The film has a premise that conjures up both traditional martial arts and Japanese Kaiju films, but doesn’t do anything exciting or fun with those nods. The writers choose to use familiar tropes from those films, which suggests that they thought the audience would find enjoyment in simply seeing them recreated out of Legos. That is not the case. Instead it comes off as lazy, and frankly the film is not nearly as exciting as it could be because of this. There is some self-referential humor to try and make these moments seem less plain, but the film just isn’t clever enough to pull it off. In the previous installments, the writers were able to find enough interesting wrinkles and quirky situations to provide the audience a new perspective when approaching familiar territories.
Visually, the film also suffers from a lack of creativity. You would think that the references to Asian culture and pop culture would provide an inspiration of intricate, colorful, and neat Lego-building opportunities. Unfortunately, Ninjago City doesn’t really feel all that different from the settings in the previous Lego films. The production overall is still focused on making the film feel like actual Lego toys coming to life, but there is an introduction of non-Lego animated elements too. At one point the characters leave Ninjago City, and here the setting changes to a place that is not constructed of Lego bricks. Similarly, the characters have additional animations in their faces and points of articulation in their limbs that are not possible in real life plastic form. Although these changes in animation style are limited, they still feel like they take something away from the franchise's’ uniqueness.
The Lego Ninjago Movie has a runtime of 101 minutes, but frankly half of that feels like filler material. So much of the dialogue is repetitive, dull, and dumb that that the film really starts to drag in places. It lacks a central source of inspiration and direction. Proof of this can be seen in the ways that the film abruptly changes direction in regards to several aspects. Giant mechs are neat as Lego creations, for example, but they are abandoned halfway through for a more traditional “hero's journey” yarn as the battles are boringly one-sided. The film isn’t really able to do much with these robots, which is a real shame when you consider some of the crazy contraptions we saw in the previous films.
Likewise, the message of the film is inconsistent and redundant.

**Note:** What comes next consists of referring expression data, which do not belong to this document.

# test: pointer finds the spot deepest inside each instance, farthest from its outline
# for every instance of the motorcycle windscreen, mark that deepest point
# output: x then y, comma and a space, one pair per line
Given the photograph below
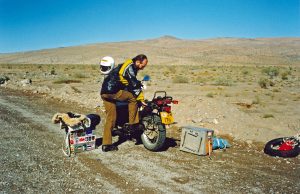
166, 118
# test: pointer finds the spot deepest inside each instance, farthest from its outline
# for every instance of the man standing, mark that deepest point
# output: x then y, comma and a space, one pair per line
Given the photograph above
121, 85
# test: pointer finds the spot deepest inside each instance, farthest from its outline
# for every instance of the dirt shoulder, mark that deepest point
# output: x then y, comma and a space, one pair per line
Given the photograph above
31, 160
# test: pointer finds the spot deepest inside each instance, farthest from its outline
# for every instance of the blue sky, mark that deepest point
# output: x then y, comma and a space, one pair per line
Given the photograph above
38, 24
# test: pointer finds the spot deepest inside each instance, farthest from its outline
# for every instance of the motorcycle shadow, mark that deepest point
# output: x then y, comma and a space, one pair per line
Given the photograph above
169, 143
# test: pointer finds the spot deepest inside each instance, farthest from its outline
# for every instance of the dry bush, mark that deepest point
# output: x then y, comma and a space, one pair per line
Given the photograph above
63, 80
180, 79
263, 83
256, 100
223, 82
271, 71
268, 116
80, 75
210, 95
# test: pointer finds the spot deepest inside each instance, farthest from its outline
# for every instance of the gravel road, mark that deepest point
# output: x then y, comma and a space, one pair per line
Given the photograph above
31, 160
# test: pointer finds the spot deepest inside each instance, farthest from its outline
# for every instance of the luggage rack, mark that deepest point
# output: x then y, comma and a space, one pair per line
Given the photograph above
78, 138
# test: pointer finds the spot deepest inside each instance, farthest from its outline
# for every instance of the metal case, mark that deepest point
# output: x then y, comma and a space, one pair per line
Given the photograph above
196, 140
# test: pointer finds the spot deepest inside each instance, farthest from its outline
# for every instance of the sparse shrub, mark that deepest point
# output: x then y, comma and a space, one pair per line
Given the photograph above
271, 71
52, 72
223, 82
271, 83
66, 81
227, 95
210, 95
200, 79
3, 79
80, 75
180, 79
268, 116
284, 75
263, 83
256, 100
245, 72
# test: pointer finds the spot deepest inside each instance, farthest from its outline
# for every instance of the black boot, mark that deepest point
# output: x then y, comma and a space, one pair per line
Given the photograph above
108, 148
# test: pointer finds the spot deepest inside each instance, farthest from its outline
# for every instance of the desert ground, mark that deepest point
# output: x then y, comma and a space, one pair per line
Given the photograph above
246, 90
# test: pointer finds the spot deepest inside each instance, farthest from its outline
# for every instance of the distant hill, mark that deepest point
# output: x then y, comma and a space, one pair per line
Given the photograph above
168, 50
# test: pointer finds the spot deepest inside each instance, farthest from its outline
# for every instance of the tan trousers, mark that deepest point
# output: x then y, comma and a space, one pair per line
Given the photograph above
109, 101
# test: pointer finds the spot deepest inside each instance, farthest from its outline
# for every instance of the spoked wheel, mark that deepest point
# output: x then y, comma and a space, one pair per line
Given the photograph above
283, 147
66, 146
154, 134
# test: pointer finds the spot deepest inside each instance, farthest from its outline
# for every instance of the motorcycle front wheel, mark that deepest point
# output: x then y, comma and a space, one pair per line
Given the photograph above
154, 134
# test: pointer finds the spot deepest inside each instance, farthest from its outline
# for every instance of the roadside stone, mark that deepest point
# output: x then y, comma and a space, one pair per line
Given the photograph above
26, 82
3, 79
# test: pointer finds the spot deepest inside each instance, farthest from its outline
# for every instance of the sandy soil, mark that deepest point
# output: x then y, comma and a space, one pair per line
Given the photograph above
32, 160
229, 100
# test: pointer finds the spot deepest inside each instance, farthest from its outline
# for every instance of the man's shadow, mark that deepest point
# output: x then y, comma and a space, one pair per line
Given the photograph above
169, 142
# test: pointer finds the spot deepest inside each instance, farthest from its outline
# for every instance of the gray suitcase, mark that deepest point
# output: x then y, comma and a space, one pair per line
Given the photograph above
196, 140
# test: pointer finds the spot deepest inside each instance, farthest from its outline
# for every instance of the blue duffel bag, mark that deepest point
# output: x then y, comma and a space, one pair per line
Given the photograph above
219, 143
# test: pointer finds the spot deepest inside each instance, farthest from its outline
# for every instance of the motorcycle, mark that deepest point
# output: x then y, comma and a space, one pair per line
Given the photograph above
154, 117
285, 147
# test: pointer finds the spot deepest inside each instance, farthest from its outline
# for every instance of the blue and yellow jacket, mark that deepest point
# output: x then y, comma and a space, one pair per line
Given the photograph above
123, 77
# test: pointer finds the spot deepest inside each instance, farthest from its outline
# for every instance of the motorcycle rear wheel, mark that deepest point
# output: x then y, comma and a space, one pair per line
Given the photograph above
154, 134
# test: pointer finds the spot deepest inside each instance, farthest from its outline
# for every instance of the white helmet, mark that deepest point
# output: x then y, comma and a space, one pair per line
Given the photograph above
106, 65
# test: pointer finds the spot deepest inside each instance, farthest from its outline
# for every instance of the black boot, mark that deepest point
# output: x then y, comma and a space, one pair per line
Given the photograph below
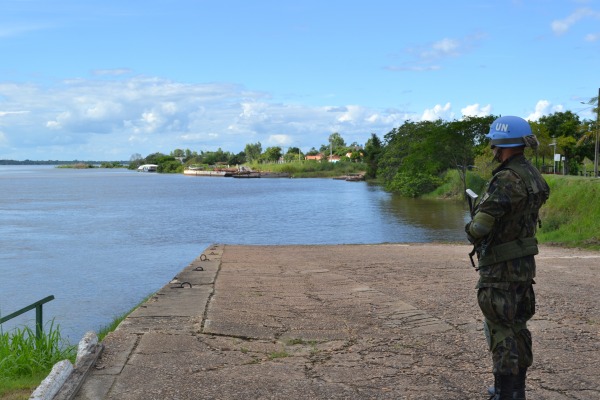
519, 386
503, 387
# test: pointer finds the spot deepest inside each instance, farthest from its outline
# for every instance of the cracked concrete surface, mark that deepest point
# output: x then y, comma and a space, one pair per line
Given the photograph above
389, 321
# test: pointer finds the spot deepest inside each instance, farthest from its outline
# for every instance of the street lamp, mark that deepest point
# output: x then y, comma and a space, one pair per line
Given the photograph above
553, 144
597, 133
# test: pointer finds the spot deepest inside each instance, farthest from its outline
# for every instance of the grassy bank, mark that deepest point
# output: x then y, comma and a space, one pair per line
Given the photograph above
570, 218
26, 360
311, 169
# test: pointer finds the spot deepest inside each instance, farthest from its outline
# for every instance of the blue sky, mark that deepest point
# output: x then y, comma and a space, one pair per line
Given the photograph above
105, 79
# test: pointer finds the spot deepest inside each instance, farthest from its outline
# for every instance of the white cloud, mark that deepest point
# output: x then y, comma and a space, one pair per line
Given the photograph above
116, 117
542, 108
280, 140
476, 110
438, 112
559, 27
428, 57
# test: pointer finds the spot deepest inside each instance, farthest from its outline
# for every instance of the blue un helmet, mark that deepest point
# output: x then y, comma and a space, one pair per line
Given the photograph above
511, 132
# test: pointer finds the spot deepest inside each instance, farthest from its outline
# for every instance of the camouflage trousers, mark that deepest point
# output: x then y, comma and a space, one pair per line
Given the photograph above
507, 307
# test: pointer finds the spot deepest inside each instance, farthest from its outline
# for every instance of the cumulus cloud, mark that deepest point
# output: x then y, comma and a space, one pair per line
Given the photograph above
560, 27
112, 116
280, 140
592, 37
438, 112
542, 108
476, 110
430, 56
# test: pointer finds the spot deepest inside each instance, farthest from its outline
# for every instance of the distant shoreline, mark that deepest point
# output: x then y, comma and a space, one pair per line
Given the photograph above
55, 162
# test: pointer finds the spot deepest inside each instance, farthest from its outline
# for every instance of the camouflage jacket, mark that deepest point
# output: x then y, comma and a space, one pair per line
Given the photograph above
513, 197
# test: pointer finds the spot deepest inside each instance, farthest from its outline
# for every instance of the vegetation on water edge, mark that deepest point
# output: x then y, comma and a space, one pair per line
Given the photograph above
570, 217
25, 360
312, 169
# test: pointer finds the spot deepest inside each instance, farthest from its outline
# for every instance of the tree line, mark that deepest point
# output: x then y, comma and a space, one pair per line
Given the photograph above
413, 158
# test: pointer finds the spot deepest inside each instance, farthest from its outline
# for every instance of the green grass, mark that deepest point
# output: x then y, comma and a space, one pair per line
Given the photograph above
571, 216
26, 360
312, 169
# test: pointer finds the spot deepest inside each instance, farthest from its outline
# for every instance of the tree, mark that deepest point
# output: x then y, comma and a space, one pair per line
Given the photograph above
293, 154
334, 145
373, 150
253, 151
565, 127
272, 154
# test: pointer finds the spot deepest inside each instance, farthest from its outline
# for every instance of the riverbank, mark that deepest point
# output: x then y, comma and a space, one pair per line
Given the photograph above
344, 321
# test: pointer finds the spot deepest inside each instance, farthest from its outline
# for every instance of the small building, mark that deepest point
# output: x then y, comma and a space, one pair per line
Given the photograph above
147, 168
317, 157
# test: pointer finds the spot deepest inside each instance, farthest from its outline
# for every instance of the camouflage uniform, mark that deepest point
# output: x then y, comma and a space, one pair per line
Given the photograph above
506, 261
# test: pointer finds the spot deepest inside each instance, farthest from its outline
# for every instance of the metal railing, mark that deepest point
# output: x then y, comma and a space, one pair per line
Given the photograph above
38, 314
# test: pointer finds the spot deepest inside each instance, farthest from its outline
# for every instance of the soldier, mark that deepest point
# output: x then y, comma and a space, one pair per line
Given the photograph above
503, 233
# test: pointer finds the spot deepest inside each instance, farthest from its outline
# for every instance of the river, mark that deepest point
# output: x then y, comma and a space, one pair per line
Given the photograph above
100, 240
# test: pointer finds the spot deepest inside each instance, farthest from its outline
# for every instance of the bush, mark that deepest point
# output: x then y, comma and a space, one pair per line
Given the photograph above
414, 185
22, 354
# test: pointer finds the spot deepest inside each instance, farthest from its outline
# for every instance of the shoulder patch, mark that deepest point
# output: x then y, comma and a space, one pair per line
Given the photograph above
485, 197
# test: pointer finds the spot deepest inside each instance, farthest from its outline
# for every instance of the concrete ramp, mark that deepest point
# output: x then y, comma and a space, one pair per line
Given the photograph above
389, 321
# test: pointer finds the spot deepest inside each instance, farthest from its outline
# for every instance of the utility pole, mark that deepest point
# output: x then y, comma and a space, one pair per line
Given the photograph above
597, 134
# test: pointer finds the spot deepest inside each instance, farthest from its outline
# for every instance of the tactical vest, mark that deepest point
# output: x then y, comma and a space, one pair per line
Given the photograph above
537, 194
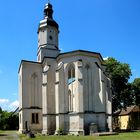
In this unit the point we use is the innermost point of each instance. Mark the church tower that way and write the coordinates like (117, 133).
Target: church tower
(48, 35)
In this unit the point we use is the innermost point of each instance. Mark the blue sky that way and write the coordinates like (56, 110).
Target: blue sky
(111, 27)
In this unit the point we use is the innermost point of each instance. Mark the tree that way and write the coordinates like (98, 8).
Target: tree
(136, 91)
(119, 74)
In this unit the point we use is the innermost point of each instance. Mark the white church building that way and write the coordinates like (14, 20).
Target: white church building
(63, 91)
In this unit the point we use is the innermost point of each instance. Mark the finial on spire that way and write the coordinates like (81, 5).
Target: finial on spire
(48, 11)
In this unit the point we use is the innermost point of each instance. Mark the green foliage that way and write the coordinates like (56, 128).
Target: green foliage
(8, 120)
(136, 91)
(119, 74)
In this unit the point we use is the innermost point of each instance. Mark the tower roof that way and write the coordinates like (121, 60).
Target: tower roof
(48, 16)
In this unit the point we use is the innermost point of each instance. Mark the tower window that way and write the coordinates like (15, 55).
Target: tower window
(71, 74)
(35, 118)
(50, 37)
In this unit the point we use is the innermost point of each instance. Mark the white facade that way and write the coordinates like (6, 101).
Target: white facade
(66, 91)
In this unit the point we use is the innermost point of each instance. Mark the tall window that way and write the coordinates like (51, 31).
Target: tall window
(34, 90)
(35, 118)
(71, 74)
(70, 101)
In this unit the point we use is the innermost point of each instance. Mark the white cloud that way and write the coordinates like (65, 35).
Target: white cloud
(4, 101)
(6, 104)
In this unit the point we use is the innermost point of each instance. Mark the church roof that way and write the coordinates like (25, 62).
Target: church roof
(81, 52)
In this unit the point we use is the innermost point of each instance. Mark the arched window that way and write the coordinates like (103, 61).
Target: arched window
(70, 101)
(71, 74)
(34, 90)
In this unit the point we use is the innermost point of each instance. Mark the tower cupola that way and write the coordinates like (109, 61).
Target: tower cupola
(48, 31)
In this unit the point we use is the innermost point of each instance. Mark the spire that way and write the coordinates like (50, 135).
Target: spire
(48, 15)
(48, 11)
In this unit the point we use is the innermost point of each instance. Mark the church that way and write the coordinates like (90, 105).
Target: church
(63, 91)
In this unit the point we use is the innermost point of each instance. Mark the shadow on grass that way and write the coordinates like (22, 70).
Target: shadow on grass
(2, 135)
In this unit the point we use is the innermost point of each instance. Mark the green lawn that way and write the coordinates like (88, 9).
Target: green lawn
(121, 136)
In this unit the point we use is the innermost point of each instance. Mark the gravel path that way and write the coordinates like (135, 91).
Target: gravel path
(9, 135)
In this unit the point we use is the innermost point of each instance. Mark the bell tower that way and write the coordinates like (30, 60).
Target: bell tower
(48, 31)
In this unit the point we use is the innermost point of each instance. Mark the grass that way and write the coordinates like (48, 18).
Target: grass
(121, 136)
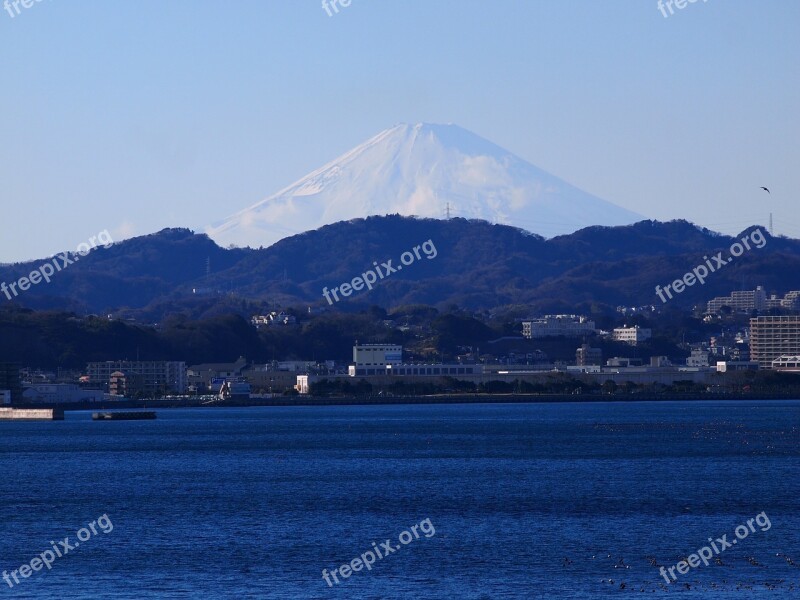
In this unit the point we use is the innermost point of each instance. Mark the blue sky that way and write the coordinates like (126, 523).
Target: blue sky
(135, 116)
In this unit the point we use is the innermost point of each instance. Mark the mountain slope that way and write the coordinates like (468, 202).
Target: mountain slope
(477, 265)
(419, 170)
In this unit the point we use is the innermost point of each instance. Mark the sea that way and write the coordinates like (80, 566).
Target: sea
(551, 500)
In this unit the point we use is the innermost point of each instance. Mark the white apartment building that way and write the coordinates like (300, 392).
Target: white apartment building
(377, 355)
(632, 335)
(557, 325)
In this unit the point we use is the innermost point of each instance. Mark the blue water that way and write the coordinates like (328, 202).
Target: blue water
(527, 501)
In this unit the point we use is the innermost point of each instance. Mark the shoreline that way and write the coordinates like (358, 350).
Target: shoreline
(286, 401)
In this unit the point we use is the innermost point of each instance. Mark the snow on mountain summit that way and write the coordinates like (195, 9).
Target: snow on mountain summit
(419, 170)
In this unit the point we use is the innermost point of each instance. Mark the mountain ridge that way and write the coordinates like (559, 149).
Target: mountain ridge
(478, 265)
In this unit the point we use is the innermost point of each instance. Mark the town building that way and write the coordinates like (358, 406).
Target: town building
(698, 358)
(772, 337)
(632, 335)
(212, 375)
(159, 377)
(557, 325)
(59, 393)
(377, 355)
(586, 356)
(745, 301)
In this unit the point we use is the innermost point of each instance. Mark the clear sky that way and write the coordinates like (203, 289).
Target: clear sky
(137, 115)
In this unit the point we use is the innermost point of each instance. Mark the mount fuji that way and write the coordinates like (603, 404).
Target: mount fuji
(424, 170)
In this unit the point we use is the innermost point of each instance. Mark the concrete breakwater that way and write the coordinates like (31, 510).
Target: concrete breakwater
(31, 414)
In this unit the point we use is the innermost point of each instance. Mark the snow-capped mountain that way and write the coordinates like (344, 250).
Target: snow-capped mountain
(420, 170)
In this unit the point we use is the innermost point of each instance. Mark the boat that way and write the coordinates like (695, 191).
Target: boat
(140, 415)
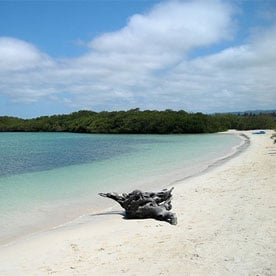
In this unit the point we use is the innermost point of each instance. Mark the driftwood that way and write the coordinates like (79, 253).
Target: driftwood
(139, 205)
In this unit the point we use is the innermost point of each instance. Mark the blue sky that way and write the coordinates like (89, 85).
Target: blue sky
(196, 55)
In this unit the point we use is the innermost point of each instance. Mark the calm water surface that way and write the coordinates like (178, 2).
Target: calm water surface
(48, 178)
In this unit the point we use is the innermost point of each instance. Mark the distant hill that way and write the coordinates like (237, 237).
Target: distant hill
(135, 121)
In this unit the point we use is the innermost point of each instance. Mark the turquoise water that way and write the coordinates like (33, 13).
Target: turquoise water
(49, 178)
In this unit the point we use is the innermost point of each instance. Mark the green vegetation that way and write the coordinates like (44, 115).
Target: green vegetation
(140, 122)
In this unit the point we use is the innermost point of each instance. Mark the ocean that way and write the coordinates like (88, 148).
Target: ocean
(47, 179)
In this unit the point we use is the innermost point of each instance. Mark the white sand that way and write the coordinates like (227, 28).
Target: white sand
(226, 226)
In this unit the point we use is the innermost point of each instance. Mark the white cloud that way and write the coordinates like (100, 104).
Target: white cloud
(146, 65)
(19, 55)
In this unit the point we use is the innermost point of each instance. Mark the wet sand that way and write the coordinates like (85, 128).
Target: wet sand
(226, 226)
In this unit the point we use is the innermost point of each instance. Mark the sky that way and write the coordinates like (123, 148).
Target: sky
(57, 57)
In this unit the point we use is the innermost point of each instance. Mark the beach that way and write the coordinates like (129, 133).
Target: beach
(226, 226)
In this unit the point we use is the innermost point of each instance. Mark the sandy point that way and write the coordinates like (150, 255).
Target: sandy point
(226, 226)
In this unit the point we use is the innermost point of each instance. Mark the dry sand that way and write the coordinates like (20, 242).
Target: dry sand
(226, 226)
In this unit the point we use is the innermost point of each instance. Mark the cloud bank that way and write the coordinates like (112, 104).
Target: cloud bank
(147, 64)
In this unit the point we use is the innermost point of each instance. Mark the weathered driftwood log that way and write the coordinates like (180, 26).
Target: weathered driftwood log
(139, 205)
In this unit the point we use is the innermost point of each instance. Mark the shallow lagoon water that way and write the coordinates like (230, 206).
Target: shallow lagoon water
(49, 178)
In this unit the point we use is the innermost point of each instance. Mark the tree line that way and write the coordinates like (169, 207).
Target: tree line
(135, 121)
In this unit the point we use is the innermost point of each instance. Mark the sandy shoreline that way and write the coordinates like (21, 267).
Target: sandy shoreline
(226, 226)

It starts off with a live-action sequence where Jackie Chan’s real-world doppelganger begins telling a story to a child who gets picked on by his peers. We see similarity in how Lloyd is ridiculed because of his father, and expect a story to teach us about inclusiveness. But once Garmadon takes over Ninjago city, Lloyd’s daddy issues come to the forefront and the resolution of these issues becomes the primary motive of the story. On top of this is also an attempt to address themes of self identity and true potential. From a lesson-teaching perspective, it’s all too much. Melodrama ensues and the series’ comedic tone is squandered.
Overall, Ninjago is just passable as a kids movie, and that’s it. It has some funny moments, Jackie Chan is charming even in Lego form, and there’s always the excitement of a beloved toy being brought to life. However, the previous Lego movies were able to transcend their “kids movie” stigmas to become something interesting for all ages. Those films were a lot of fun because they played off of pop culture traditions instead of following them. Besides showcasing what it would be like for Legos to come alive, The Lego Ninjago Movie doesn’t have a unique enough premise or clever hook to set it apart. In turn, this begins to cast some doubt on the longevity of the franchise. How long can it survive by riffing off of the same note? Unlike toys, movies can’t be mass produced.